[
https://issues.apache.org/jira/browse/ODFTOOLKIT-427?page=com.atlassian.jira.plugin.system.issuetabpanels:all-tabpanel
]
Nimarukan updated ODFTOOLKIT-427:
---------------------------------
Attachment: Issue-427-patches.zip
(patch -l -p 1 -i file.patch)
427-part1-simple-Table-cacheRowCountAndColCount.patch
427-part2-simple-Table-cacheRowByIndex.patch
(result should preserve Table.java's unix line ends '\n', not '\r\n')

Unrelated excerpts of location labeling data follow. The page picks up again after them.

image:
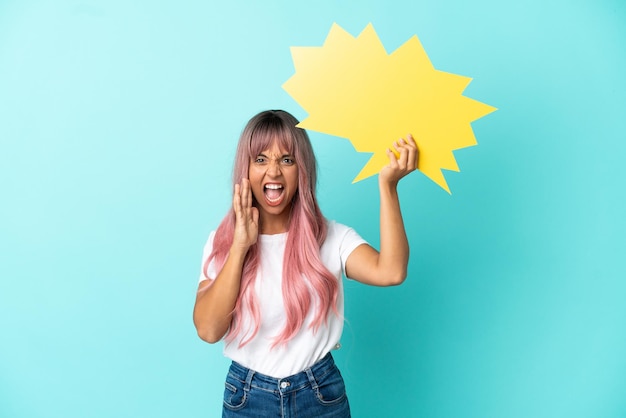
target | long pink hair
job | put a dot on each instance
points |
(304, 274)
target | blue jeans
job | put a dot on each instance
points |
(316, 392)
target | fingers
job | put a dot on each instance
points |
(402, 159)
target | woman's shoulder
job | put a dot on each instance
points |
(337, 230)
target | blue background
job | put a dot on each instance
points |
(118, 121)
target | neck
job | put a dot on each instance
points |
(270, 225)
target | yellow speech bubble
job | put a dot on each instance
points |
(353, 89)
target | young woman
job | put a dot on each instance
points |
(271, 278)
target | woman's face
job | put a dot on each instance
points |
(273, 178)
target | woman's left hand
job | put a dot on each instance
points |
(402, 165)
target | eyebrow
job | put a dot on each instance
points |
(282, 156)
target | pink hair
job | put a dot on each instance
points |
(304, 274)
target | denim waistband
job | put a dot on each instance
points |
(308, 376)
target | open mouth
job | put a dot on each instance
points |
(273, 193)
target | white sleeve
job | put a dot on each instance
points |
(348, 240)
(208, 247)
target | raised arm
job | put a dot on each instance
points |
(389, 266)
(215, 300)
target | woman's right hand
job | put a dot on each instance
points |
(246, 217)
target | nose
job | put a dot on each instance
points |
(274, 168)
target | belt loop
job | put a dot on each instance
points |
(246, 387)
(309, 374)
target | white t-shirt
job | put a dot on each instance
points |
(306, 347)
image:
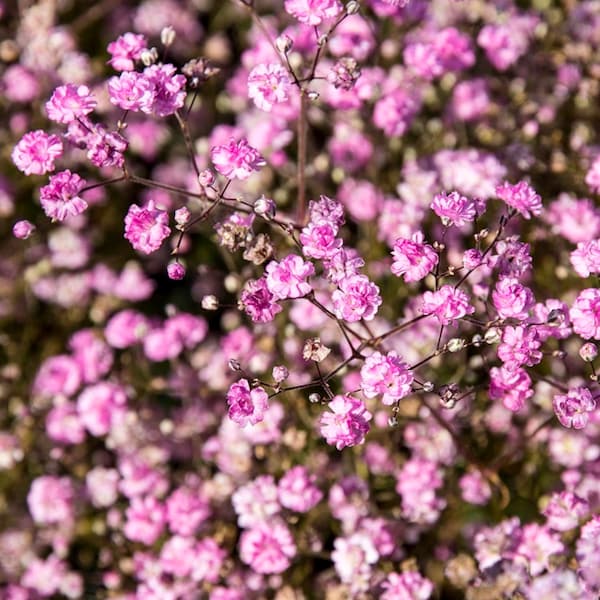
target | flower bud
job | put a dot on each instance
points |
(265, 207)
(352, 7)
(280, 373)
(182, 216)
(167, 36)
(284, 43)
(176, 271)
(206, 178)
(23, 229)
(210, 302)
(588, 352)
(149, 56)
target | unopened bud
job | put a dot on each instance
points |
(234, 364)
(206, 178)
(182, 216)
(284, 43)
(352, 7)
(588, 352)
(265, 207)
(210, 303)
(167, 36)
(492, 336)
(315, 350)
(149, 56)
(455, 344)
(280, 373)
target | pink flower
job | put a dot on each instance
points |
(59, 374)
(513, 387)
(131, 91)
(60, 199)
(237, 160)
(413, 258)
(268, 85)
(70, 102)
(268, 547)
(586, 258)
(585, 314)
(101, 407)
(453, 208)
(313, 12)
(23, 229)
(125, 50)
(297, 490)
(564, 511)
(145, 520)
(319, 240)
(36, 152)
(256, 502)
(573, 407)
(347, 423)
(286, 279)
(387, 375)
(186, 510)
(520, 346)
(168, 90)
(50, 499)
(395, 112)
(512, 300)
(447, 304)
(146, 228)
(63, 424)
(246, 406)
(258, 301)
(356, 298)
(522, 197)
(409, 585)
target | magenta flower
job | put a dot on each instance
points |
(297, 490)
(268, 85)
(413, 258)
(258, 301)
(347, 423)
(409, 585)
(573, 407)
(237, 160)
(513, 387)
(585, 314)
(131, 91)
(125, 50)
(286, 279)
(319, 240)
(50, 499)
(168, 90)
(70, 102)
(268, 547)
(313, 12)
(60, 199)
(512, 300)
(146, 228)
(36, 152)
(387, 375)
(246, 406)
(520, 346)
(356, 298)
(23, 229)
(447, 304)
(522, 197)
(454, 209)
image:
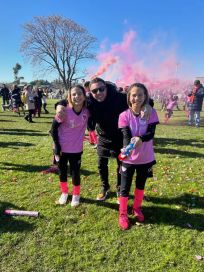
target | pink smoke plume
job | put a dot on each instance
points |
(133, 61)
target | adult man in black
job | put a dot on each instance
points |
(105, 105)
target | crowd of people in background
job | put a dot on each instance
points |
(27, 99)
(119, 115)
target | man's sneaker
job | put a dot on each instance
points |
(138, 214)
(102, 195)
(63, 199)
(75, 200)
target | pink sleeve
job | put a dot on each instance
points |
(154, 117)
(122, 122)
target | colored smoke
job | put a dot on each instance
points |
(135, 61)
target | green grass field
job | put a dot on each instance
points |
(87, 238)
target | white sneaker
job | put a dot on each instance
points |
(63, 199)
(75, 200)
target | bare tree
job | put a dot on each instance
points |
(59, 43)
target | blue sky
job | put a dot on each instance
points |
(177, 22)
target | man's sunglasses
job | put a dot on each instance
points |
(100, 90)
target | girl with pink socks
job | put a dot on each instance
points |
(141, 159)
(68, 131)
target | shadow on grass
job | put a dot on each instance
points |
(185, 200)
(23, 167)
(10, 223)
(14, 145)
(180, 153)
(6, 121)
(24, 132)
(178, 142)
(38, 168)
(173, 217)
(163, 215)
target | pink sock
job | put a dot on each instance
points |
(139, 194)
(64, 187)
(91, 141)
(94, 137)
(76, 190)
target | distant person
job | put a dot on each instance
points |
(195, 102)
(16, 99)
(44, 101)
(5, 96)
(29, 103)
(141, 131)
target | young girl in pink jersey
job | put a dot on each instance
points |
(173, 102)
(142, 157)
(68, 135)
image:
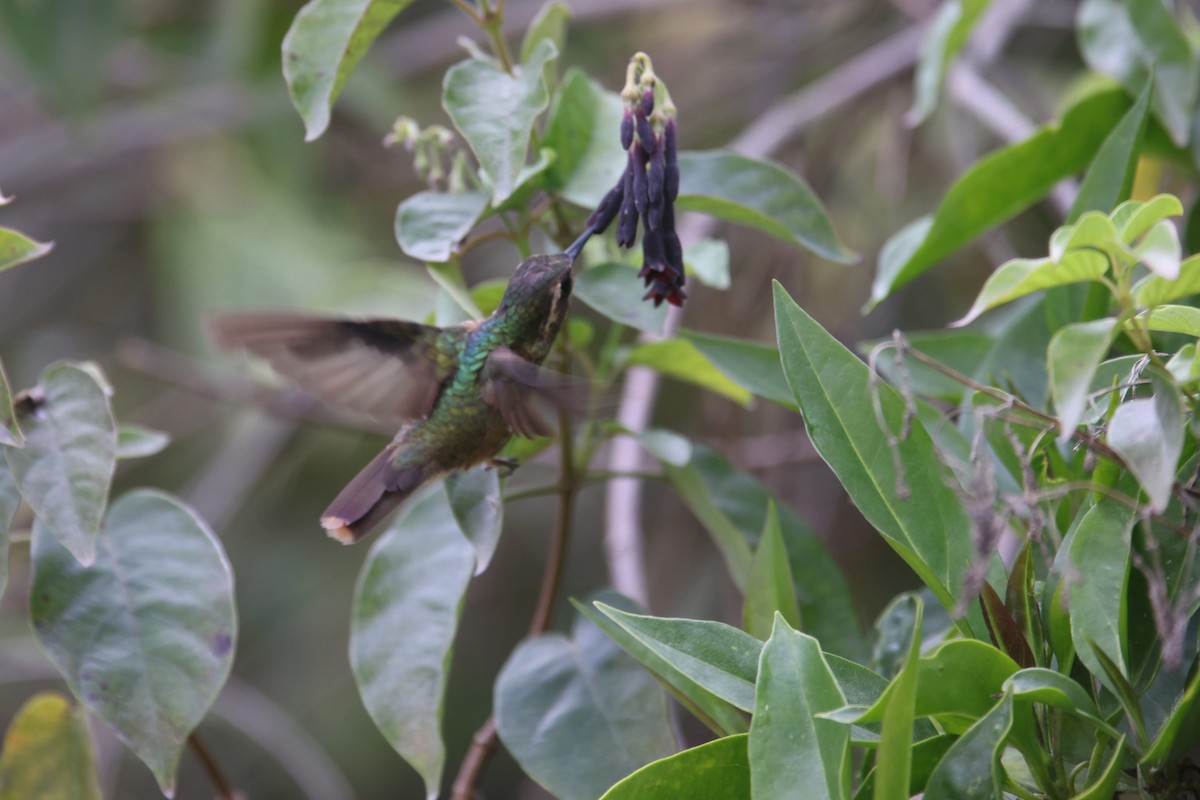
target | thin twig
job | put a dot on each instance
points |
(220, 782)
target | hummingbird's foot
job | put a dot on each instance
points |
(505, 465)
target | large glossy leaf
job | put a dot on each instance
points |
(144, 636)
(678, 358)
(495, 112)
(47, 753)
(615, 290)
(948, 31)
(750, 365)
(769, 589)
(718, 714)
(999, 187)
(561, 701)
(325, 42)
(430, 226)
(971, 769)
(582, 132)
(17, 248)
(732, 506)
(1110, 176)
(760, 194)
(718, 770)
(915, 509)
(406, 612)
(10, 431)
(1129, 40)
(1149, 435)
(1098, 581)
(789, 745)
(66, 465)
(479, 510)
(1075, 352)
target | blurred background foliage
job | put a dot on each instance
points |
(154, 143)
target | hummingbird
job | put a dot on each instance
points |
(459, 392)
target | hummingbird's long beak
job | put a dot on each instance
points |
(577, 245)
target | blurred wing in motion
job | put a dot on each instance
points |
(389, 370)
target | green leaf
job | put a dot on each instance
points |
(999, 187)
(732, 506)
(138, 441)
(406, 612)
(719, 657)
(751, 365)
(894, 761)
(17, 248)
(971, 768)
(10, 431)
(495, 112)
(582, 132)
(144, 636)
(718, 714)
(1131, 40)
(1098, 554)
(47, 753)
(718, 770)
(1075, 352)
(66, 465)
(1149, 435)
(708, 259)
(769, 588)
(1024, 276)
(678, 358)
(1156, 290)
(478, 509)
(760, 194)
(948, 31)
(550, 23)
(789, 745)
(561, 701)
(615, 290)
(430, 226)
(325, 42)
(915, 509)
(1109, 179)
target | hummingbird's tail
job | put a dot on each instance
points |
(371, 497)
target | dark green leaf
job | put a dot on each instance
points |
(561, 701)
(769, 589)
(17, 248)
(406, 612)
(47, 753)
(999, 187)
(495, 113)
(325, 42)
(718, 770)
(583, 133)
(430, 226)
(971, 768)
(1110, 176)
(477, 506)
(144, 636)
(615, 290)
(750, 365)
(948, 31)
(66, 465)
(760, 194)
(915, 509)
(789, 745)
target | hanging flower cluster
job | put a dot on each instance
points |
(648, 187)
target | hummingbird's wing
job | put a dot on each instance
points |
(525, 392)
(385, 368)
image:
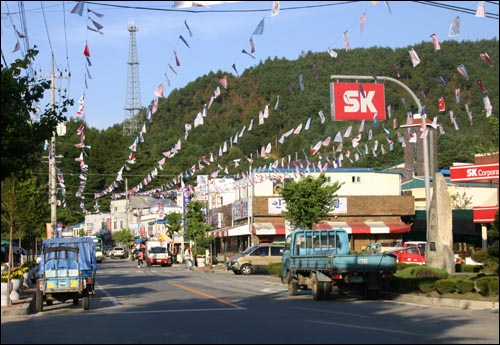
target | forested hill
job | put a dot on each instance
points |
(294, 92)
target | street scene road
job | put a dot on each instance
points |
(171, 305)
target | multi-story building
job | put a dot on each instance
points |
(369, 206)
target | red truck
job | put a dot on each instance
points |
(413, 252)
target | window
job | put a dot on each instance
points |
(276, 251)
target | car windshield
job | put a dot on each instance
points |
(249, 250)
(158, 250)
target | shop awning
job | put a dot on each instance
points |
(218, 233)
(268, 228)
(230, 231)
(366, 227)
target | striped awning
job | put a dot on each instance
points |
(268, 228)
(366, 227)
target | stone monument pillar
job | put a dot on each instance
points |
(439, 251)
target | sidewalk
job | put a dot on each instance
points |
(23, 306)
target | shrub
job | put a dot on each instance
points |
(274, 269)
(445, 286)
(464, 286)
(427, 284)
(487, 286)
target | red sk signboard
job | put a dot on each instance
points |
(464, 173)
(353, 101)
(484, 214)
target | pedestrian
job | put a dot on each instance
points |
(140, 258)
(187, 259)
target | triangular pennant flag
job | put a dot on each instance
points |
(245, 52)
(183, 40)
(189, 29)
(17, 47)
(486, 58)
(414, 57)
(94, 12)
(223, 82)
(455, 27)
(86, 50)
(480, 11)
(435, 41)
(78, 9)
(177, 62)
(260, 28)
(234, 68)
(97, 25)
(252, 46)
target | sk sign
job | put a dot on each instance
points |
(352, 101)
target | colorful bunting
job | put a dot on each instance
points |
(455, 27)
(435, 41)
(414, 57)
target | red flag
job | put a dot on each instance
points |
(177, 62)
(486, 58)
(86, 51)
(223, 82)
(435, 41)
(480, 84)
(362, 22)
(442, 106)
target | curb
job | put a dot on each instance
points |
(24, 306)
(442, 302)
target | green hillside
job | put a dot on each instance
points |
(261, 85)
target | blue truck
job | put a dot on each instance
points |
(320, 260)
(67, 270)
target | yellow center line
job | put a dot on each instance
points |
(204, 294)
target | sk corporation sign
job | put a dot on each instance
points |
(482, 172)
(353, 101)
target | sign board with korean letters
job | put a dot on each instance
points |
(240, 209)
(339, 206)
(276, 205)
(354, 101)
(470, 172)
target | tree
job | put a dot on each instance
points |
(9, 216)
(174, 221)
(308, 200)
(123, 236)
(22, 138)
(197, 227)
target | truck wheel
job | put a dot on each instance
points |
(38, 301)
(85, 302)
(246, 269)
(292, 288)
(327, 289)
(317, 288)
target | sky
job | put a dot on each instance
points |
(219, 33)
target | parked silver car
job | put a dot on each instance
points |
(118, 252)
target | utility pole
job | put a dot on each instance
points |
(52, 159)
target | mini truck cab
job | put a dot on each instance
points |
(320, 260)
(67, 271)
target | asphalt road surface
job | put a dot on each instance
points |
(171, 305)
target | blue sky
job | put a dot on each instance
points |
(220, 32)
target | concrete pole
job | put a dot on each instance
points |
(52, 161)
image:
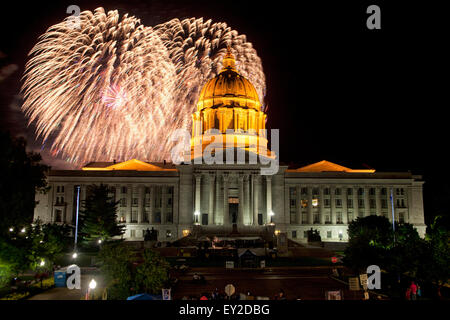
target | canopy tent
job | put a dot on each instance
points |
(145, 296)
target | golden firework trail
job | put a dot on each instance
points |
(116, 89)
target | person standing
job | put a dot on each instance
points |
(408, 293)
(413, 288)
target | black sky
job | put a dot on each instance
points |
(335, 89)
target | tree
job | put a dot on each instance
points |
(436, 257)
(99, 215)
(369, 237)
(127, 274)
(152, 273)
(47, 242)
(22, 175)
(24, 251)
(117, 267)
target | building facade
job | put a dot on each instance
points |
(221, 197)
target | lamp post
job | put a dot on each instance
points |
(92, 286)
(76, 222)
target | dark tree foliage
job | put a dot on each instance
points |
(22, 175)
(99, 215)
(372, 241)
(127, 273)
(435, 267)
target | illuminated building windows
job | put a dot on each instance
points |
(316, 218)
(304, 218)
(304, 203)
(349, 203)
(361, 203)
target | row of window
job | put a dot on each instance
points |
(142, 233)
(339, 217)
(400, 203)
(156, 217)
(305, 234)
(135, 202)
(146, 190)
(338, 191)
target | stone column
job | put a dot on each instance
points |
(151, 213)
(366, 202)
(378, 200)
(163, 204)
(226, 215)
(355, 203)
(344, 206)
(241, 199)
(299, 204)
(248, 215)
(141, 203)
(255, 179)
(211, 213)
(310, 216)
(218, 209)
(333, 204)
(129, 202)
(268, 198)
(197, 213)
(390, 202)
(322, 206)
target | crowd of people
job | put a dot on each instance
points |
(413, 291)
(218, 295)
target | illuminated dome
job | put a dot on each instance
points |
(229, 104)
(228, 89)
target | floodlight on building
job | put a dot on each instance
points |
(92, 284)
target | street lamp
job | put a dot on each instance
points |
(196, 214)
(92, 286)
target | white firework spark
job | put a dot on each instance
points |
(115, 89)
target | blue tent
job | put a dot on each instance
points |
(145, 296)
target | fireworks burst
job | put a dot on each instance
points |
(115, 89)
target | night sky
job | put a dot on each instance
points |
(336, 90)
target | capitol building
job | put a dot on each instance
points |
(178, 199)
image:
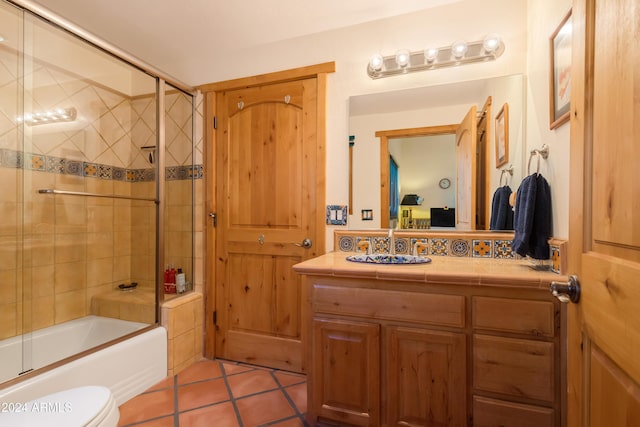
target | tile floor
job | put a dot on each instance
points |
(220, 393)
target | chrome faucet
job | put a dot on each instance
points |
(392, 242)
(418, 248)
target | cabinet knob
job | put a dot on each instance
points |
(566, 291)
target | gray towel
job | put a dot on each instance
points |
(532, 218)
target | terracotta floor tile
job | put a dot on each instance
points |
(146, 406)
(203, 370)
(289, 378)
(251, 382)
(160, 422)
(202, 393)
(264, 408)
(220, 415)
(165, 383)
(232, 368)
(294, 422)
(298, 393)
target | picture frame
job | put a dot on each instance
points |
(502, 135)
(560, 73)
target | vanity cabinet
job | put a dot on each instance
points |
(399, 353)
(347, 360)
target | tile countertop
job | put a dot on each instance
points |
(441, 270)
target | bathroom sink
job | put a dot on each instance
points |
(389, 259)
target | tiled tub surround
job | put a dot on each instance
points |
(479, 245)
(57, 251)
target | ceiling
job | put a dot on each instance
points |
(174, 36)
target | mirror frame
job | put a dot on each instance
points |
(384, 136)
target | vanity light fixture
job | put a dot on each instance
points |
(56, 115)
(431, 58)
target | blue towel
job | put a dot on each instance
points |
(501, 211)
(532, 218)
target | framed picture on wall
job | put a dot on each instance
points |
(502, 136)
(560, 73)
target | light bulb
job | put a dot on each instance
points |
(376, 61)
(458, 49)
(403, 57)
(491, 43)
(430, 54)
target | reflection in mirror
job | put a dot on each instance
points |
(442, 106)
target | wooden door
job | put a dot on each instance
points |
(466, 140)
(346, 372)
(268, 157)
(604, 326)
(426, 377)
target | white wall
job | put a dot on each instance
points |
(351, 48)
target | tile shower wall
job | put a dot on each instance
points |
(56, 252)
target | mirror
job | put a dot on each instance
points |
(433, 107)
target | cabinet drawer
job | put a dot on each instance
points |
(515, 367)
(434, 309)
(514, 315)
(491, 412)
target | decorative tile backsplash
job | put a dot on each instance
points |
(479, 245)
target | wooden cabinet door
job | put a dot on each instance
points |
(426, 377)
(604, 326)
(346, 372)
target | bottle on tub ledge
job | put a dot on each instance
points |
(181, 283)
(170, 280)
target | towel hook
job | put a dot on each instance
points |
(543, 152)
(508, 171)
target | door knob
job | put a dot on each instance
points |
(306, 243)
(566, 291)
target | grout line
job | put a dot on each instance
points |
(176, 410)
(286, 395)
(233, 400)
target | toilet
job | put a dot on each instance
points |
(88, 406)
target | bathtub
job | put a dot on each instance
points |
(127, 367)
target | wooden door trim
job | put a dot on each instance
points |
(384, 136)
(209, 249)
(301, 73)
(581, 72)
(319, 72)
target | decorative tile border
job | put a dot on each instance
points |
(58, 165)
(478, 245)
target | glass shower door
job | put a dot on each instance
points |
(11, 197)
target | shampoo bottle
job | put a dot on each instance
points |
(180, 281)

> PERFORMANCE: Table getRowCount, getRowByIndex cache improves getCellByPosition
> ------------------------------------------------------------------------------
>
> Key: ODFTOOLKIT-427
> URL: https://issues.apache.org/jira/browse/ODFTOOLKIT-427
> Project: ODF Toolkit
> Issue Type: Improvement
> Components: simple api
> Environment: odfdom-java-0.8.11-incubating-SNAPSHOT
> simple-odf-0.8.2-incubating-SNAPSHOT
> jdk 1.8.0_77, win7
> Reporter: Nimarukan
> Priority: Minor
> Labels: performance
> Attachments: Issue-427-patches.zip
>
>
> org.odftoolkit.simple.table
> Table.getRowCount
> is a top hotspot in a (NetBeans) sample profiling run of test_1 of
> https://issues.apache.org/jira/secure/attachment/12795379/odftoolkit-performance-test.zip
> Table.getCellByPosition is used to fill a cell in 5000 rows of this test.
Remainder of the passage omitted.